2008年03月22日(土曜日)

【理科】 音響

 劇場などの設計をするとき、ステージの音が観客にどう届くのか、ということが問題になる。音響の良い劇場、そうでない劇場、というものがある。これは、身近なところでは教室などでも同じで、教壇の声が聴き取りやすく全員に伝わるために工夫がされている。
 実験室の2階にある部屋を、ゼミ室として使っていたけれど、壁がコンクリートにペンキを塗っただけのものだったので、そこで話をしていると、洞窟の中にいるような、変な感覚だった。音響が専門の先生が、片方の壁の一面にカーテンを設置することを提案され、そのとおりにしたところ良好な環境に一変した。つまり、カーテンによって音を吸収して、反響を減じたわけである。

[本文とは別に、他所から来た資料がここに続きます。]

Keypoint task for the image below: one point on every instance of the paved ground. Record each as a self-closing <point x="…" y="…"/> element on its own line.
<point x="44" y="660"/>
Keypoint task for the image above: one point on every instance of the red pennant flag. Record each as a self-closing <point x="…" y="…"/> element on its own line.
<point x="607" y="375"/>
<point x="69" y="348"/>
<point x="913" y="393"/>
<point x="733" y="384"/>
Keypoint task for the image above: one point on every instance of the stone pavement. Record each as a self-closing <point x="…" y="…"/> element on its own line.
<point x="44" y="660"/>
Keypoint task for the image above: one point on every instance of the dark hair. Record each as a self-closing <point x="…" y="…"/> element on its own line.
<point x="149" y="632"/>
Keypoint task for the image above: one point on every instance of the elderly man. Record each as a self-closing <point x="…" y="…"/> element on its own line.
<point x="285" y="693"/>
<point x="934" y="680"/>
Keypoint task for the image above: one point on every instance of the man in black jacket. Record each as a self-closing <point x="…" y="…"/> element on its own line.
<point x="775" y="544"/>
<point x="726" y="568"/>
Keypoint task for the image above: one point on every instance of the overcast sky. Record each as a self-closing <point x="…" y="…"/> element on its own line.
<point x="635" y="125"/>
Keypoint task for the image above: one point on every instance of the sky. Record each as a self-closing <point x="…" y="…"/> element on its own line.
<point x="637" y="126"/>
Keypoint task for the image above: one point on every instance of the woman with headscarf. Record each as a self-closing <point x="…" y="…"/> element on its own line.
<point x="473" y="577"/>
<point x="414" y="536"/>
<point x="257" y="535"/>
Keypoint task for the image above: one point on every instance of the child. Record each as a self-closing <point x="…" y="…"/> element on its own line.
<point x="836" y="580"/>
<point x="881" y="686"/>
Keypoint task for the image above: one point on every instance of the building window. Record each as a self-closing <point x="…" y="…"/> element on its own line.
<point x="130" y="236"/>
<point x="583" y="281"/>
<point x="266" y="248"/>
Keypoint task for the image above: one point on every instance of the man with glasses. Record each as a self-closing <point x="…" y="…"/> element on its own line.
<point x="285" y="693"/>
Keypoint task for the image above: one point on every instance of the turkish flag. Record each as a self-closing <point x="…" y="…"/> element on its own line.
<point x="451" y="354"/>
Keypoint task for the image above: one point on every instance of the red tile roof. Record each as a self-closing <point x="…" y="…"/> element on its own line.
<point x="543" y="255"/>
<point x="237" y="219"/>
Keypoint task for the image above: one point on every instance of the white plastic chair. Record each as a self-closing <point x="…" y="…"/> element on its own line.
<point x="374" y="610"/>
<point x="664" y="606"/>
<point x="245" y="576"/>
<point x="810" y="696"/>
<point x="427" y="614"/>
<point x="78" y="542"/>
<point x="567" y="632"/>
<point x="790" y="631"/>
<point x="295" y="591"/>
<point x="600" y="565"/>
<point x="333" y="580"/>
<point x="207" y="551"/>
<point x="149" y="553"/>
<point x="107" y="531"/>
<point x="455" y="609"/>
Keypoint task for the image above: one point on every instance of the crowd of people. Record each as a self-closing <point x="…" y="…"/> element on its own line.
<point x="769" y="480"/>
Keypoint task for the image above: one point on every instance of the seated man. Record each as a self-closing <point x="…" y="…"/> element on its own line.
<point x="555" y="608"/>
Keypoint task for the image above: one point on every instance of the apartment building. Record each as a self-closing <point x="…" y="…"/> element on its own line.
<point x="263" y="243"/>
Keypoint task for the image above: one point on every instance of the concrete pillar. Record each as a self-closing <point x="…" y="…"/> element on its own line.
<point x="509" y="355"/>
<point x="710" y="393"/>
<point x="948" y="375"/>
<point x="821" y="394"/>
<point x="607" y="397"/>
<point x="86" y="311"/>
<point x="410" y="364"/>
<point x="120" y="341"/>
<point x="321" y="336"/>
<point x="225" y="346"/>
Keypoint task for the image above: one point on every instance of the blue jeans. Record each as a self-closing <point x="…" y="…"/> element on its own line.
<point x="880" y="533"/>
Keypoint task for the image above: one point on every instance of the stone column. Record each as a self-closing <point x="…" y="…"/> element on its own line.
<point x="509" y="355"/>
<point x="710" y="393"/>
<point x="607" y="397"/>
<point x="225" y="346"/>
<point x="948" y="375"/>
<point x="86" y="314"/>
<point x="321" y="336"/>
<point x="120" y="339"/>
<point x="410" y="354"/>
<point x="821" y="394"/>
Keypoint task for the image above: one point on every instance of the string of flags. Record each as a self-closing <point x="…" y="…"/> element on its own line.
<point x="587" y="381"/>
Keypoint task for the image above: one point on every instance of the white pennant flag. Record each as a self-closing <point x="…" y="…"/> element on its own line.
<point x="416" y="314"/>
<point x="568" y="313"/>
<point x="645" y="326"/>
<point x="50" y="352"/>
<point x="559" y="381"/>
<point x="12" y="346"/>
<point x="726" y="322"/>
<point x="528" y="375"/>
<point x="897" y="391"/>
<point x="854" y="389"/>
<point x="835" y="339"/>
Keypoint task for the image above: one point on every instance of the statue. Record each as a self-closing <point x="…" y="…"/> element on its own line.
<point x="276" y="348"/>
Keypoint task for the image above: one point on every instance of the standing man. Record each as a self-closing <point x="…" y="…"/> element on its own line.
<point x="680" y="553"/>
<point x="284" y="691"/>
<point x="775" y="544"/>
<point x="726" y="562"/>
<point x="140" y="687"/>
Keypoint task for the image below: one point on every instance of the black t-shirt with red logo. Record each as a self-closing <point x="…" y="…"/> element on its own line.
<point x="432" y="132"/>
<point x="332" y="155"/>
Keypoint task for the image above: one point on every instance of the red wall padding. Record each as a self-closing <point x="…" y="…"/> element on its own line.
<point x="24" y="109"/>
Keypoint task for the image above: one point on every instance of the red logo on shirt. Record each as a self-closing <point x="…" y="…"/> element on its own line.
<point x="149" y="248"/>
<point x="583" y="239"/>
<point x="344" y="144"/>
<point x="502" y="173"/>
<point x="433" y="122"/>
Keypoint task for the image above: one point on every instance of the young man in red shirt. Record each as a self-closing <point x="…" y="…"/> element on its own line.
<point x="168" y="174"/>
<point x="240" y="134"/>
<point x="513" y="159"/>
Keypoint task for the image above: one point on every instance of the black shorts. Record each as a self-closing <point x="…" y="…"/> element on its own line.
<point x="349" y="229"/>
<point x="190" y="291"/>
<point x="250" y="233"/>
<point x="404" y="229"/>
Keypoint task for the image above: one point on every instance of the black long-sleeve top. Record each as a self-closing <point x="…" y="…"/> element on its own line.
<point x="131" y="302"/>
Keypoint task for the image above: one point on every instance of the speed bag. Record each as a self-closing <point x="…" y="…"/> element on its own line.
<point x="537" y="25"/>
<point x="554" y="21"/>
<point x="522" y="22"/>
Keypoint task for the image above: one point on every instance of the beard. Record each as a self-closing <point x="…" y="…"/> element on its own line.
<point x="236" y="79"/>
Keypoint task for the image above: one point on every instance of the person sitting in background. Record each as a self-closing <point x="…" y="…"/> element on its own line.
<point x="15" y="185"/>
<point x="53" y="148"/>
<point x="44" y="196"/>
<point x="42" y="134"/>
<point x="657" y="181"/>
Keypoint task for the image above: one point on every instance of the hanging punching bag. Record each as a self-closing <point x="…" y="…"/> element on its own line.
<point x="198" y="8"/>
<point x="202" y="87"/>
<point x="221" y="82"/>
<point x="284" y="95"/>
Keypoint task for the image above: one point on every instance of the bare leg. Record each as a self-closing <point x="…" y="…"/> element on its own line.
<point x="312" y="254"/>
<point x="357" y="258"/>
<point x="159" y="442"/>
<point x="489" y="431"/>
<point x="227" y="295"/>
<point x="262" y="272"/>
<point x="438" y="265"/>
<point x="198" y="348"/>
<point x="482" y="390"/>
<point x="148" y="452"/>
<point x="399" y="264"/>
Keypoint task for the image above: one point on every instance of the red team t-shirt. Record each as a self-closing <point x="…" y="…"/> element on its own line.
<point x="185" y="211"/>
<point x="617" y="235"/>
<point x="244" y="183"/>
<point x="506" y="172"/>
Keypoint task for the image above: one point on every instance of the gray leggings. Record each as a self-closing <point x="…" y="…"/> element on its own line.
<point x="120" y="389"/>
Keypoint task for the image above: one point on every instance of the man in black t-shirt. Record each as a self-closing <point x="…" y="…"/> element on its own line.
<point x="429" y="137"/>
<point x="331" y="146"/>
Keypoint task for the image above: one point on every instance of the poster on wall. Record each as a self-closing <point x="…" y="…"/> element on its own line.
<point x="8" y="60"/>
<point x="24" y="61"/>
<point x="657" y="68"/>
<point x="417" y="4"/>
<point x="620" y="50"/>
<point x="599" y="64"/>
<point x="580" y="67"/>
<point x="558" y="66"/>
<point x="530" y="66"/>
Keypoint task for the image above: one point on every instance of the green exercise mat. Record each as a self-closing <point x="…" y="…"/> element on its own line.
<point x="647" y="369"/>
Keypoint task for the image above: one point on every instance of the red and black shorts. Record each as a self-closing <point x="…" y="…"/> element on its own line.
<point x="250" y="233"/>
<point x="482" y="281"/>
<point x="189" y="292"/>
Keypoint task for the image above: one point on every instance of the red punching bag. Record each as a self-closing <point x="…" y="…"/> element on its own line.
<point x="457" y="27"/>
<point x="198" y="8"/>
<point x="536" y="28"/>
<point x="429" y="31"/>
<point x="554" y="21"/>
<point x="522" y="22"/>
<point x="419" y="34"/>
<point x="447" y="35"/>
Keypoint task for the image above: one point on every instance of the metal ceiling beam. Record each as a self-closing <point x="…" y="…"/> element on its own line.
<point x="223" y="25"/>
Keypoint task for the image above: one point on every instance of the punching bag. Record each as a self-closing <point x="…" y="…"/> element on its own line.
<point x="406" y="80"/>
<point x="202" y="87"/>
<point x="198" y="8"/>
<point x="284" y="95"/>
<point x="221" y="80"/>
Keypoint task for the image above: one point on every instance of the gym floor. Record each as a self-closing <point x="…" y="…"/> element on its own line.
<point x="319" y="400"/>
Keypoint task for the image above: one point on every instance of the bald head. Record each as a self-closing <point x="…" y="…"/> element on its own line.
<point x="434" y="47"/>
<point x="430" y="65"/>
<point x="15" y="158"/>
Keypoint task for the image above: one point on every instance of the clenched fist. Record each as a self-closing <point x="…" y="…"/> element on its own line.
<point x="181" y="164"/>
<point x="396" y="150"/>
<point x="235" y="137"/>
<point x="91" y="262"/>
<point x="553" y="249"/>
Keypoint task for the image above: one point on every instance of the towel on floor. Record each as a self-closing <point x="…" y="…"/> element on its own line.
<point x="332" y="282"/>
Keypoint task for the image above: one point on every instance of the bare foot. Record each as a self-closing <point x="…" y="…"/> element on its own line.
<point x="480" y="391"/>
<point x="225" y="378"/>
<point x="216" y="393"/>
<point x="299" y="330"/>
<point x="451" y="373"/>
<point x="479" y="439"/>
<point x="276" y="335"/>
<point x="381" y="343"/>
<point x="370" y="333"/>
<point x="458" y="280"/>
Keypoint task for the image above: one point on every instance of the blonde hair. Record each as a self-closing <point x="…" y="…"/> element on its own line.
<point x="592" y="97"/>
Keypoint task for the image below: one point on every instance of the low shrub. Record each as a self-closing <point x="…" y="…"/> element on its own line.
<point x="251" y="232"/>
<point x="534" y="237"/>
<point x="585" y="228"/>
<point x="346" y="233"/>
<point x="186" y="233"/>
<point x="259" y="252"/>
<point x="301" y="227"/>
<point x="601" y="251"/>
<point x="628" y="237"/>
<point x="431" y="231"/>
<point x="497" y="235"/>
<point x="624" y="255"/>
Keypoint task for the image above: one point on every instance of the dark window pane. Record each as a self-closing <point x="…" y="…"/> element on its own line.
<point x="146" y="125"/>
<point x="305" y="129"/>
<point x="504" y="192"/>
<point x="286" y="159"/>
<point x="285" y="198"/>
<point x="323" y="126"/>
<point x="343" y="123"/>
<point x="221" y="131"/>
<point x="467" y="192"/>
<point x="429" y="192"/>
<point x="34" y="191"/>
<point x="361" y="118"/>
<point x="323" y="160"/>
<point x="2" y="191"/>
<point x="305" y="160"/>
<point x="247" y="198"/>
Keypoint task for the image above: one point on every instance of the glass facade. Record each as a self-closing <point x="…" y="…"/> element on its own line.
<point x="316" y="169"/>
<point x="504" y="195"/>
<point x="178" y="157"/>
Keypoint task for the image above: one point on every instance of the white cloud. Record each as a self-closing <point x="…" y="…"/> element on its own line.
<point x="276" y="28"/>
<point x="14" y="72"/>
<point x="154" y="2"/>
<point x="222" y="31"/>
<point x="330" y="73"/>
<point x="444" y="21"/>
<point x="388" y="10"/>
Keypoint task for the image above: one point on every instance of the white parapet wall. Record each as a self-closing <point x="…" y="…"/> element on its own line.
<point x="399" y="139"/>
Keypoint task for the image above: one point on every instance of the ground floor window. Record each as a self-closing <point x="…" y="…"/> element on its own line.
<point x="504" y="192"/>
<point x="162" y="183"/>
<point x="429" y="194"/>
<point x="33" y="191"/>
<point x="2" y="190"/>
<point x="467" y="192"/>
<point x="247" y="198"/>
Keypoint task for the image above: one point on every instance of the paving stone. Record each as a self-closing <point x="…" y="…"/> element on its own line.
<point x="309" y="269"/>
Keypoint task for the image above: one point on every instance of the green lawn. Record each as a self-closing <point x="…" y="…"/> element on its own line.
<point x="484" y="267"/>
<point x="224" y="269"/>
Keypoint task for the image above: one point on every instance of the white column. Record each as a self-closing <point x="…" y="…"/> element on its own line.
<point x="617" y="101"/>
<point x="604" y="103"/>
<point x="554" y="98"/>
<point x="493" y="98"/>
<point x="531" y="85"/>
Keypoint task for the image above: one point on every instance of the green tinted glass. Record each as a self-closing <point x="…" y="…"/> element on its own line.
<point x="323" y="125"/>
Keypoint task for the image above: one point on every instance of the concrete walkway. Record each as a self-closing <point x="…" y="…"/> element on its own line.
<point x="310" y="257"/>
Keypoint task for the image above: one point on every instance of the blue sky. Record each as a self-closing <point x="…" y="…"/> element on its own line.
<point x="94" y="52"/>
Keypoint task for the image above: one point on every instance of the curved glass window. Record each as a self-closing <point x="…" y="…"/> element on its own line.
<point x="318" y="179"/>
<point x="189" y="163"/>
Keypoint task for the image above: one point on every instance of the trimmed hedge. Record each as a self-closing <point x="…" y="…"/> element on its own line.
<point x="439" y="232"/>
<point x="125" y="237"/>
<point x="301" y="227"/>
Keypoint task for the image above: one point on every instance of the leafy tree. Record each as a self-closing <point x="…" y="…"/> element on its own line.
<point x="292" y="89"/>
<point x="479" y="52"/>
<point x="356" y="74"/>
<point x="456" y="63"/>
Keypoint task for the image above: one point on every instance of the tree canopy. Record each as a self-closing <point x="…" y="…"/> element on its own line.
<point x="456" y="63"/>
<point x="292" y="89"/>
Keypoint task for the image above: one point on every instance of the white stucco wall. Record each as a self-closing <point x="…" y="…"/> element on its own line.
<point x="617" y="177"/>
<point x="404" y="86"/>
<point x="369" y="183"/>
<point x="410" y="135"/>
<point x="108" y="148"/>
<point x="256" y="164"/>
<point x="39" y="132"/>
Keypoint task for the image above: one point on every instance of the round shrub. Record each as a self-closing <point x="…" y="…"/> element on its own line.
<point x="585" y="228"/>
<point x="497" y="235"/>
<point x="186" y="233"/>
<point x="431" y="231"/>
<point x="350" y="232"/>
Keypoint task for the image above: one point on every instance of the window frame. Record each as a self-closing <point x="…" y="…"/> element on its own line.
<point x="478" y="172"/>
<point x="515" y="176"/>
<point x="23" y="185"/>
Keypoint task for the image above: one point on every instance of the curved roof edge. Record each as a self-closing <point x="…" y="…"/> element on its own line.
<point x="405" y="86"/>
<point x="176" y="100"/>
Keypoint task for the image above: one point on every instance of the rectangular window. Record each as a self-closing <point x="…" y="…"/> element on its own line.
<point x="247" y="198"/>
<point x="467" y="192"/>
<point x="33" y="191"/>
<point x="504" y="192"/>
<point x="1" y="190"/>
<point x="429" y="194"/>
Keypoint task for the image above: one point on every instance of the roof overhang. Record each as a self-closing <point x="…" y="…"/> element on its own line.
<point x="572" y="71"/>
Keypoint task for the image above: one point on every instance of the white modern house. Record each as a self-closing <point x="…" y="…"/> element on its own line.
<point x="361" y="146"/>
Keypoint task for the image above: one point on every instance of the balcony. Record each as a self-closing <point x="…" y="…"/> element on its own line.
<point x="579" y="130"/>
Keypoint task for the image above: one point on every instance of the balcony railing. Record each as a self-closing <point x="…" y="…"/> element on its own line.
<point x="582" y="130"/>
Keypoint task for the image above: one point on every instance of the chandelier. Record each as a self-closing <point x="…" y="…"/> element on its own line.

 劇場では、壁には吸音する板が用いられる。小さな穴が沢山あいているものをよく見かけるだろう。また音を乱反射させるような変な形のものがぶら下がっていたりする。それ以外にも、いろいろなノウハウがあるようだ。コンピュータを用いて、音のシミュレーションを行い、どの座席にどんなふうに音が届くのか、という計算もする。そうした結果を基にデザインが行われている。
 また今日では、構造物は音をすべて吸収し、反響は電子的に作り出すことも可能である。この技術は、今に家庭のオーディオにも普及するだろう。周波数ごとに、反響をコントロールできるようになる。部屋の状態による効果を補正し、劇場で聴いている音が楽しめるわけである。
 ところで、こうなると、はたして劇場は必要なのか、と考えてしまう。そんなこといったら、美術館だっていらないのでは、なんて話になる。そうかもしれないし、いや、無駄なものこそアートだ、とも思う。